Daily Digest 11/20 – Zero Real Yields Are Tripping Up Investors, The ‘Internet As We Know It’ Is Off In Iran

Economy

Illinois Pension Costs Skyrocketed By 500%, Crowding Out Government Services (Saxplayer00o1)

State spending on everything from child protection, state police, college aid for low-income students and more has fallen by nearly one-third during that time.

State spending on pensions for government workers, meanwhile, grew by a whopping 501% – on top of a 127% increase in spending on health care costs for state workers.

For municipal defaults, booms are just as dangerous as busts (Saxplayer00o1)

The working paper, published by the Richmond Federal Reserve Bank and wrote by one of its researchers, Grey Gordon, along with Pablo Guerron-Quintana of Boston College, put it simply: “In response to rapid population growth, cities overborrow expecting future entrants to help repay the debt.”

Illinois Cellphone Taxes Are Highest In Nation, Average $374 a Year (Saxplayer00o1)

Lightfoot inherited four city pensions that are $29 billion in debt and only 25% funded. Chicago residents are responsible for eight local public pension systems that total $46 billion in pension debt, with payments expected to rise by $1 billion during the next four years.
Add to that the nation’s worst statewide pension debt – pegged at $137 billion by the state’s estimates, but at $241 billion by a less-generous analysis – and the reason Illinois ranks as the “least tax-friendly” state in the nation becomes clear.

Fed’s Williams: Risks to U.S. economy still to the downside (Saxplayer00o1)

“Are these global factors or other things causing the U.S. economy to slow more than expected and slow below trend growth on an ongoing basis? That would be an argument for some more accommodation. Similarly, if inflation were to move in the wrong direction on a sustained basis, that would be an argument to consider more accommodation,” Williams said.

Zero Real Yields Are Tripping Up Investors (Saxplayer00o1)

State pension funds have cut their expected returns, but their 7.25% average forecast is likely to be proven a fantasy. Funds with more than $1 billion in assets had a median return of 6.8% in the year ending June 30, the lowest since 2016. They’ll need to do better. Large public funds had $4.4 trillion in assets as of June 30, or $4.2 trillion less than they need to pay promised future benefits, according to the Federal Reserve. And the situation is deteriorating, with liabilities up 64% since 2007 but assets gaining only 30%, according to the Pew Charitable Trust.

China central bank governor says will step up credit support to economy (Saxplayer00o1)

Pressured by slowing global demand and a bruising trade war with the United States, China’s gross domestic product rose just 6.0% year-on-year, the slowest clip in nearly 30 years and at the lower end of the government’s 6.0% to 6.5% target range.
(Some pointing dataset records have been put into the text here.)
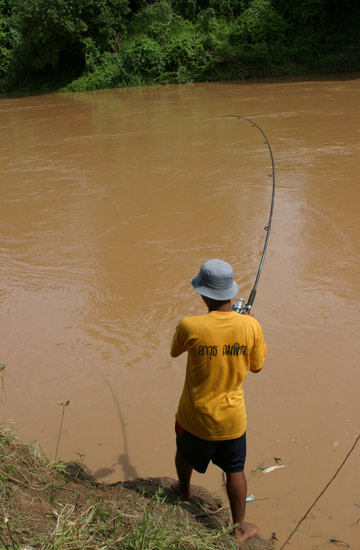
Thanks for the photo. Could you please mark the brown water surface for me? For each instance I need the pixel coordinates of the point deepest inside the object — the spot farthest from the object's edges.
(110, 201)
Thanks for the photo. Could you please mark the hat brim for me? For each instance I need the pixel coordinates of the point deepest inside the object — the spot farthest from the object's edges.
(214, 293)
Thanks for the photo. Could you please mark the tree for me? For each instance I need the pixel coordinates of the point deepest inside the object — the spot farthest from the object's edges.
(60, 35)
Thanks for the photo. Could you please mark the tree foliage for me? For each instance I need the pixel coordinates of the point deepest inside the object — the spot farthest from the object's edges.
(105, 43)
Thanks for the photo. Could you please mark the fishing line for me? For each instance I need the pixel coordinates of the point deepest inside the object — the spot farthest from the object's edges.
(240, 305)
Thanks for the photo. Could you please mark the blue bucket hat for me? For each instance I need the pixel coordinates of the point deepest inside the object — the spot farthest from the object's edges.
(215, 280)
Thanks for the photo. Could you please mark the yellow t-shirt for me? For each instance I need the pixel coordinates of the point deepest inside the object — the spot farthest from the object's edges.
(222, 347)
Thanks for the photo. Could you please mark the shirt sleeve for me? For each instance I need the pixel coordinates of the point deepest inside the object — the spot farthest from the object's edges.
(178, 342)
(259, 351)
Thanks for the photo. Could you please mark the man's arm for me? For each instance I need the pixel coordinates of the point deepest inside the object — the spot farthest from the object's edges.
(259, 351)
(178, 342)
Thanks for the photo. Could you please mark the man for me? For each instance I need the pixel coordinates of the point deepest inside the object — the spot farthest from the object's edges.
(222, 347)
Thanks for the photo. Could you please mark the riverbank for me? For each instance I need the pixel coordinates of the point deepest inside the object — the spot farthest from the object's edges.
(51, 504)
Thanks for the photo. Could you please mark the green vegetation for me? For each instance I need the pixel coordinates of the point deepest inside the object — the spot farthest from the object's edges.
(47, 504)
(92, 44)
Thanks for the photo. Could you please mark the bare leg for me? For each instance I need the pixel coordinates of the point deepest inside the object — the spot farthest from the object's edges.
(184, 471)
(236, 488)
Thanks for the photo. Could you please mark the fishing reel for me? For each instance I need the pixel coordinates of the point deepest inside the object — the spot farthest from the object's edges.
(241, 307)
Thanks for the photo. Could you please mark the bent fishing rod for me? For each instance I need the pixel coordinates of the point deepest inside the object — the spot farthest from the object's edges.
(240, 305)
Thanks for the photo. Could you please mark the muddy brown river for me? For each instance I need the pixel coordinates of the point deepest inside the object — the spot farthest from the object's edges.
(110, 201)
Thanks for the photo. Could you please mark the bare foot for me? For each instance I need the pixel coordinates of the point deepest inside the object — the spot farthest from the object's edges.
(246, 531)
(183, 493)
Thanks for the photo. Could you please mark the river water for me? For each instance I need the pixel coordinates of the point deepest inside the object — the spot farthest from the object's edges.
(110, 201)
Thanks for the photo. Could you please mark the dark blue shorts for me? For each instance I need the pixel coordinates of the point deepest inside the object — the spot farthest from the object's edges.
(229, 455)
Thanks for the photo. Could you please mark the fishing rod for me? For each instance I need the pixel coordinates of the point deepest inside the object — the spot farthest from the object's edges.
(240, 305)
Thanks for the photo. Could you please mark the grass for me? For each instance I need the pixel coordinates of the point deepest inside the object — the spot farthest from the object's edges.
(47, 504)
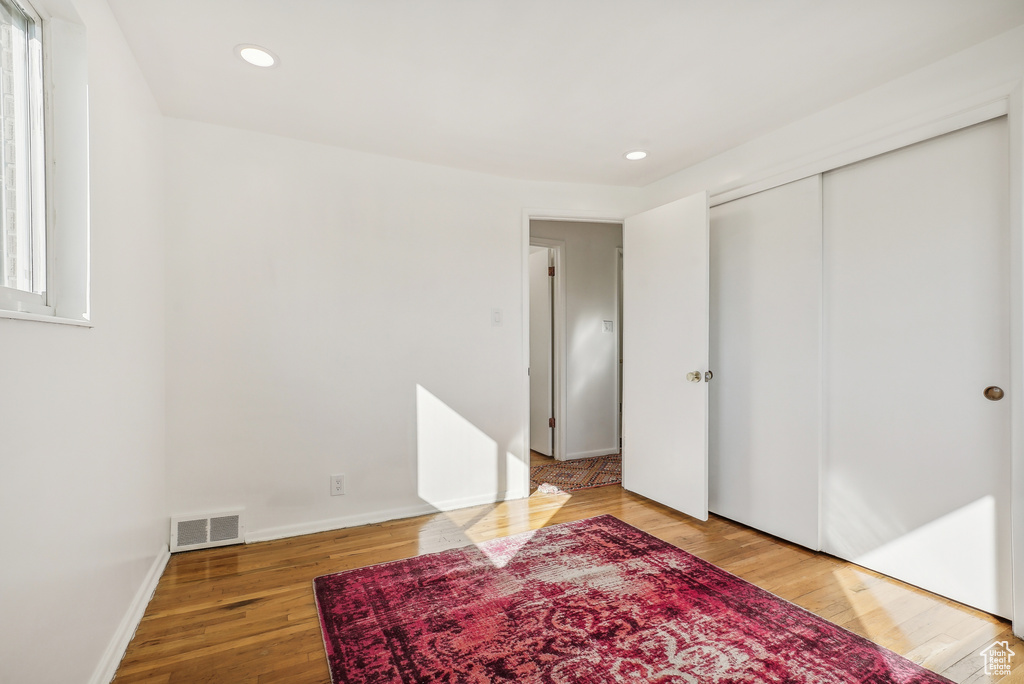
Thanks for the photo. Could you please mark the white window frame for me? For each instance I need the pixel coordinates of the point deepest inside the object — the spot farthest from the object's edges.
(66, 132)
(35, 172)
The ‘internet as we know it’ is off in Iran. Here’s why this shutdown is different (Sparky1)

“Internet will return to the life of the Iranian people soon and the government [will] continue to develop it,” Mohammad Javad Azari Jahromi said, according to Press TV. He added that some essential online services had been switched to Iran’s National Information Network (NIN), a centralized national intranet.

Iran: More than 100 protesters believed to be killed as top officials give green light to crush protests (TS)

“The frequency and persistence of lethal force used against peaceful protesters in these and previous mass protests, as well as the systematic impunity for security forces who kill protesters, raise serious fears that the intentional lethal use of firearms to crush protests has become a matter of state policy.”

Oil Sinks As Trade War Sentiment Turns Sour (Michael S.)

The exemptions wrecked the market for renewable identification numbers (RINs), the credits that refiners buy and sell to meet federal requirements. Lower prices and weaker demand for ethanol have also forced some ethanol producers out of business.

Dan Murphy: Farm Payment Failure (Don R.)

Even as USDA announced last week that the department would begin the second round of “trade aid” payments to farmers — some $16 billion as part of its Market Facilitation Program (talk about euphemisms) — a scathing new report from the minority caucus of the Senate Agriculture Committee cast serious doubt on the effectiveness of those billions, if not the rationale for the payments themselves.

Agriculture, the Millennial Side Hustle: The Story of ‘Telephone Farmers’ (tmn)

But Rago has another pastime, a more lucrative one –farming. “I’ve been farming potatoes in Narok County on a one-acre plot of land,” said Rago. “I cracked the numbers and realized I could be making some tidy sum of surplus cash from the hired piece of land, after I’ve deducted all my expenses.”Rago’s rented potato plot is in Erongitok, five kilometres from Narok town.